Using PPL on LAMM, discoverd 2 bugs, and result is much worse than direct inference type

Question

Using PPL on LAMM, discoverd 2 bugs, and result is much worse than direct inference type

AlexWang1900 opened this issue a year ago · 2 comments

AlexWang1900 commented a year ago

I set the scenario recipe like this:
`scenario_cfg:
dataset_name: STL10_LAMM
base_data_path: ./data/LAMM/2D_Benchmark
ppl: True

eval_cfg:
instruction_cfg:
query_type: standard_query
inferencer_cfg:
inferencer_type: PPL #Direct
batch_size: 1 #32
metric_cfg:
metric_type: LAMM`

with lamm186k_llama2chat7b_lora32 on STL10 dataset which I added and tested on Direct without ppl , accuracy was 0.56

but when I changed the recipe like above, there are two bugs:
1 in src/ChEF/instruction/init.py line 87

  `for i in range(batch_size)

        if isinstance(batch_options[0], list): 

            answers += [answer_template.format(option) for option in batch_options[i]]

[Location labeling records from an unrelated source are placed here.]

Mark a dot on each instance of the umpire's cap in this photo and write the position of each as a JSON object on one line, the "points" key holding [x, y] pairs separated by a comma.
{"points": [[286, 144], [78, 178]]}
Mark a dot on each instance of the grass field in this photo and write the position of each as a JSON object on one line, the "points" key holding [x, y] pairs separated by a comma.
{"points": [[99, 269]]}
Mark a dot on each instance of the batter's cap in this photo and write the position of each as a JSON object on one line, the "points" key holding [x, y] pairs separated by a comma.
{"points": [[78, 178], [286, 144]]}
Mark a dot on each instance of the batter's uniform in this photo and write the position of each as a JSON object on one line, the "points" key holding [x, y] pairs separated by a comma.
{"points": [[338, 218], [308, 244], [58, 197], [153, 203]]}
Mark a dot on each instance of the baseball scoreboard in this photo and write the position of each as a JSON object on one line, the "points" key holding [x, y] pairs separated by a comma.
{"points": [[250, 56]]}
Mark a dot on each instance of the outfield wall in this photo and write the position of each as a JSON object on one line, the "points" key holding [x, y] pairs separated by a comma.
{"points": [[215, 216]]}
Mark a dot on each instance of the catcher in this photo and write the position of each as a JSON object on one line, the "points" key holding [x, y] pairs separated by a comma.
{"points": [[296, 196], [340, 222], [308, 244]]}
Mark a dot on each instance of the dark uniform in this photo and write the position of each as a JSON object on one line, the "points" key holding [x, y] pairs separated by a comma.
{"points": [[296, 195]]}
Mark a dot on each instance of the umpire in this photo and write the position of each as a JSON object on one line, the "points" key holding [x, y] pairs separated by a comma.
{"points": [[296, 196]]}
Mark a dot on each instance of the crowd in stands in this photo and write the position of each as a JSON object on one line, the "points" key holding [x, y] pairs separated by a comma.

            new_len = len(batch_options[i])

            questions += [prompts[i] for _ in range(new_len)]

            options += batch_options[i]`

answer_template is None,and does not have format

it is because: src/ChEF/instruction/query.py line 261

`def build_template(**kwargs):

    # LAMM-style inference does not require template

    if kwargs['task_name'].endswith('lamm'):

        #return None #fix by wang for testing

        pass

    return ppl_template(**kwargs)`

it was None, when lamm model is detected,I fixed it so it will return a ppl_template

2 src/ChEF/models/test_lamm.py line 203 ,logits is a scalar which has no index

  `logits, target_ids = self.model(dict(
  
              vision_type = 'image',
  
              task_type = self.task_type,
  
              vision_paths = images,# fix by wang for Image type image
  
              output_texts = conversations,
  
              icl_sysmsg = icl_sysmsg
          ))
          logits = logits[:,:-1]`

and in src/model/LAMM/openlamm.py line 616-626
`loss = outputs.loss

    # calculate the token accuarcy

    return outputs.logits[:, 1:,:],targets[:, 1:]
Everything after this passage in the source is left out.